Гиперлипидемия | |
---|---|
Другие имена | Гиперлипопротеинемия, гиперлипидемия |
Образец гиперлипидемической крови объемом 4 мл в вакуумированном контейнере с ЭДТА. Оставив отстаиваться на четыре часа без центрифугирования, липиды разделились на верхнюю фракцию. | |
Специальность | Кардиология |
Дифференциальная диагностика | Гипертриглицеридемия |
Гиперлипидемия - это аномально повышенный уровень любого или всех липидов (жиров, холестерина или триглицеридов) или липопротеинов в крови. Термин гиперлипидемия относится к самому лабораторному обнаружению, а также используется как общий термин, охватывающий любые из различных приобретенных или генетических нарушений, которые приводят к этому обнаружению. Гиперлипидемия представляет собой разновидность дислипидемии и разновидность гиперхолестеринемии. Гиперлипидемия обычно носит хронический характер и требует постоянного приема лекарств для контроля уровня липидов в крови.
Липиды (нерастворимые в воде молекулы) транспортируются в белковой капсуле.
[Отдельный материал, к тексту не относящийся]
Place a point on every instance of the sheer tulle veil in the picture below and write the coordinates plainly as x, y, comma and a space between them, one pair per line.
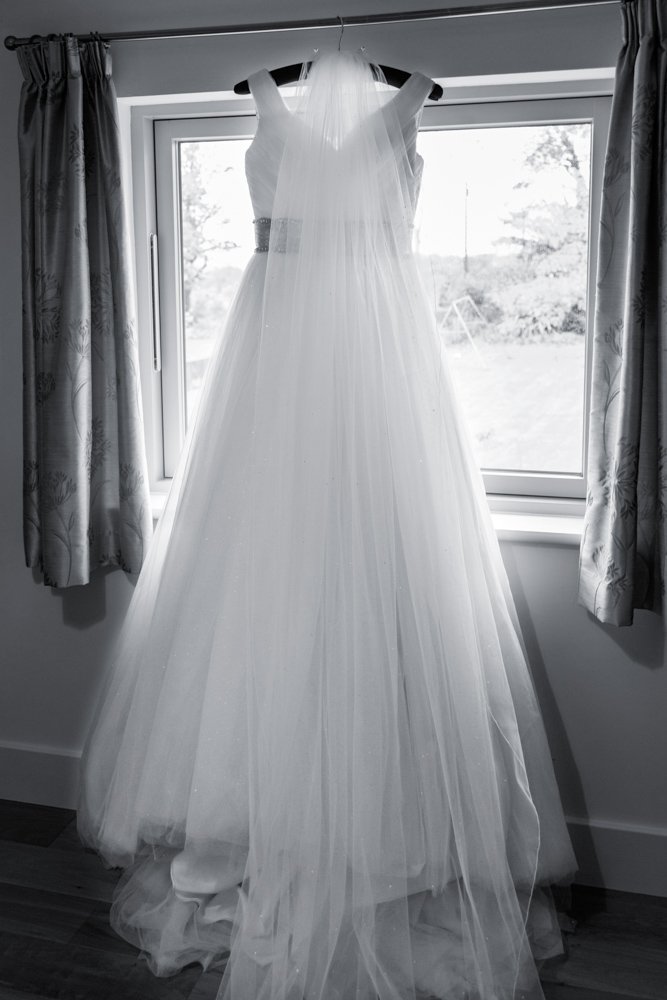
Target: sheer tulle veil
367, 784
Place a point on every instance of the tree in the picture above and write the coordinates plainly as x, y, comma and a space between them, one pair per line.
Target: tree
550, 237
202, 222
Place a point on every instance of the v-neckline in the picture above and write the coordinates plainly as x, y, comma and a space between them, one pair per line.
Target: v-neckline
384, 107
Размер этой капсулы или липопротеина определяет ее плотность. Плотность липопротеинов и тип аполипопротеинов, которые он содержит, определяют судьбу частицы и ее влияние на метаболизм.
Гиперлипидемии делятся на первичный и вторичный подтипы. Первичная гиперлипидемия обычно возникает из-за генетических причин (таких как мутация в рецепторном белке), в то время как вторичная гиперлипидемия возникает из-за других основных причин, таких как диабет. Нарушения липидов и липопротеинов распространены среди населения в целом и рассматриваются как изменяемые факторы риска сердечно-сосудистых заболеваний из-за их влияния на атеросклероз. Кроме того, некоторые формы могут предрасполагать к острому панкреатиту.
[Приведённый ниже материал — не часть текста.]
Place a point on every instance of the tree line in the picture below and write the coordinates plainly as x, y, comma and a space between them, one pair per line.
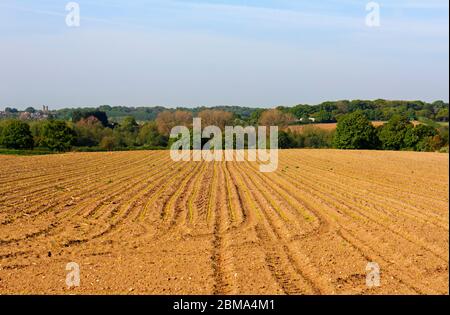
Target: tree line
91, 130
Гиперлипидемии в основном можно классифицировать как семейные (также называемые первичными), вызванные конкретными генетическими аномалиями, или приобретенные (также называемые вторичными), когда они возникают в результате другого основного заболевания, которое приводит к изменениям в метаболизме липидов и липопротеинов в плазме. Кроме того, гиперлипидемия может быть идиопатической, то есть без известной причины.
Гиперлипидемии также классифицируются в зависимости от того, какие типы липидов повышены, то есть гиперхолестеринемия, гипертриглицеридемия или и то, и другое при комбинированной гиперлипидемии. Повышенный уровень липопротеина (а) также можно классифицировать как форму гиперлипидемии.
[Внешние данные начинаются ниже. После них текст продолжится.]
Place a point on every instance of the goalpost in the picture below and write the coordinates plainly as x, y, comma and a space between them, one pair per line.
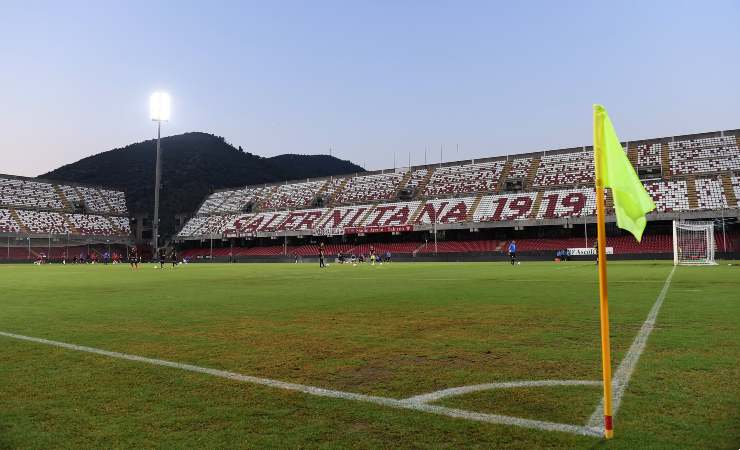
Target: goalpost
693, 243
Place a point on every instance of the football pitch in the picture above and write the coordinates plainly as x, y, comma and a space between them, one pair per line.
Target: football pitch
402, 355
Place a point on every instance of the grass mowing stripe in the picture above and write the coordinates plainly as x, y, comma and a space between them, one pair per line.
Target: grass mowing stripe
627, 366
321, 392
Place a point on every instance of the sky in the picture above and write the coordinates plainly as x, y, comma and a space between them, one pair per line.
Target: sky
372, 80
Семейные гиперлипидемии классифицируются в соответствии с классификацией Фредриксона, которая основана на структуре липопротеинов при электрофорезе или ультрацентрифугировании. Позже он был принят Всемирной организацией здравоохранения (ВОЗ). Он не учитывает напрямую ЛПВП и не делает различий между различными генами, которые могут частично отвечать за некоторые из этих состояний.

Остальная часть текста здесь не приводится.